When a mother’s body decides to go into early labor, modern medicines cannot always stop the process. Therefore, babies are born too early, before their lungs develop enough to provide oxygen to their body.

When a baby’s brain or heart does not form correctly, even the best NICU team cannot keep the baby alive on machines and tubes.

When a mother’s water breaks at 4 months of pregnancy, the baby’s lungs will not form and the baby might have a heartbeat at the time of delivery but will not be able to breath even with a breathing tube.

In all of the above situations, the baby may be born alive despite their severe anatomical defects – with a heartbeat, breathing or movement. That doesn’t mean that providing every medical intervention possible is necessarily the right thing.

These are common situations where a family, under the private guidance of its trusted medical team, may decide to provide comfort-focused-care after the baby is born. Comfort care is just as it sounds – the healthcare team focuses on giving the parents the maximum amount of time with their cherished newborn baby, by immediately placing the infant in the loving arms of its mother after birth.

I personally have been involved in many situations like the examples above. I love babies. I love families. I love being a doctor. I am not a murderer, nor a criminal. But LR-131 would make me one.

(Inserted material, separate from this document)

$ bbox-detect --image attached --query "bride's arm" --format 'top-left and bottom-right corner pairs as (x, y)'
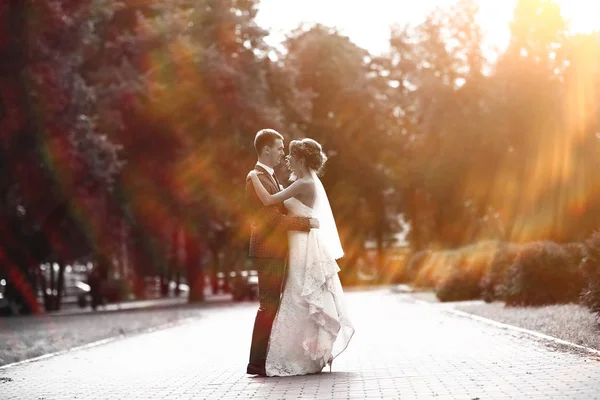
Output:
(248, 171), (305, 206)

LR-131 is a bill that if passed, would mandate healthcare workers to perform futile and possibly harmful medical interventions on any newborn with a heartbeat, or that is breathing or moving:

interventions like chest compressions (CPR), intravenous (IV) medicines, placing a breathing tube (intubation), being placed on life support machines, and taking the baby away from the parents to the newborn resuscitation area. If healthcare workers fail to comply, they would face up to $50,000 in fines and up to 20 years in prison. They will be faced with “homicide” charges.

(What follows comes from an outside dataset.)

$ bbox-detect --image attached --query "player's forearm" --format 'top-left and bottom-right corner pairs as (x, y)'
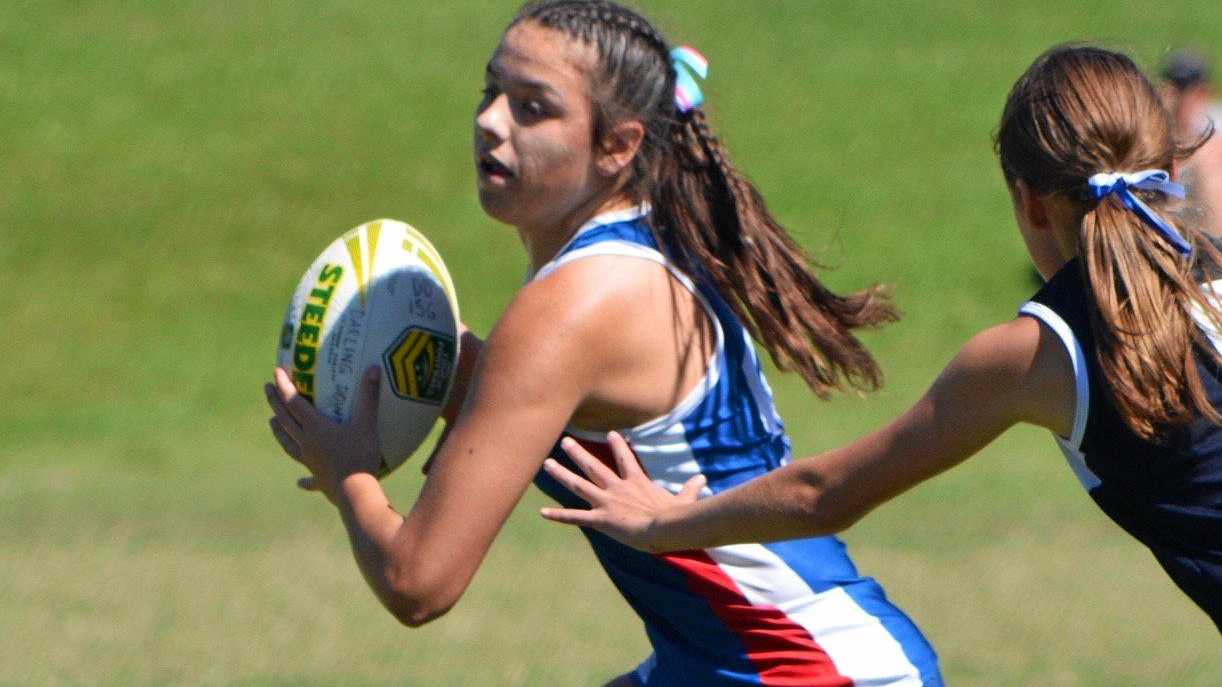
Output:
(336, 473), (450, 627)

Enacting a law that requires resuscitation measures to be performed in all situations when a newborn has a heartbeat is analogous to requiring all nursing homes to perform CPR when an elderly resident dies. It takes away the individual’s autonomy over the situation.

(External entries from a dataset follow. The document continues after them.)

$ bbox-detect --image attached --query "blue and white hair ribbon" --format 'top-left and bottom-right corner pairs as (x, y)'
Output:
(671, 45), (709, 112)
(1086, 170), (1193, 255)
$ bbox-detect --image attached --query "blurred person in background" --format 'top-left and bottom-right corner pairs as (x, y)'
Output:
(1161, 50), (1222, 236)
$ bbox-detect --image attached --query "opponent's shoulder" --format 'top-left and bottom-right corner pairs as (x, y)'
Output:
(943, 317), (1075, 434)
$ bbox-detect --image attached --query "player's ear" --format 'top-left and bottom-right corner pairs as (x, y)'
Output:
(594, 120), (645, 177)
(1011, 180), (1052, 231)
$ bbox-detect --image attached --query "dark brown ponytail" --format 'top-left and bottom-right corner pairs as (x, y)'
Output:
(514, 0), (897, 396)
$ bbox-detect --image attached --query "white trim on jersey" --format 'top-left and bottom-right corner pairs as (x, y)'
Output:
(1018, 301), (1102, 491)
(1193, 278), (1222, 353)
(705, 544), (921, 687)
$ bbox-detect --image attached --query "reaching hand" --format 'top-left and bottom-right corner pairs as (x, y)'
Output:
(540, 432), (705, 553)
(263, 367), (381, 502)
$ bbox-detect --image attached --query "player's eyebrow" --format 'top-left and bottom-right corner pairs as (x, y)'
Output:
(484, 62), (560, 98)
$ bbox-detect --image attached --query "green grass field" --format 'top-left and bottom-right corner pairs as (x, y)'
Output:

LR-131 robs mothers of precious minutes with their dying babies. It terrorizes fathers as they watch their exhausted partners longing to hug their newborns. It breaks the hearts of the nurses who helped their patients labor, because they know the torture the family will witness. It haunts the respiratory therapists who help intubate a suffering premature infant. It criminalizes the doctors who took an oath to do no harm.

LR-131 is a bill proposed to take a political stance and for our non-medical legislators to further polarize political parties. The writers of this legislation want you to believe that there is a dark room in the back of an abortion clinic where doctors and nurses allow healthy babies to die in the corner. These rooms do not exist.

The bill was written to get average non-medical Montanans to vote political lines and support a bill they view as “pro-life.” LR-131 is not pro-life: it is quite the opposite. It has significant ability to hurt a lot of Montana families, and babies, and to make medical providers afraid to practice compassionate and humane medicine. Please, I am begging you, vote “NO” for LR-131.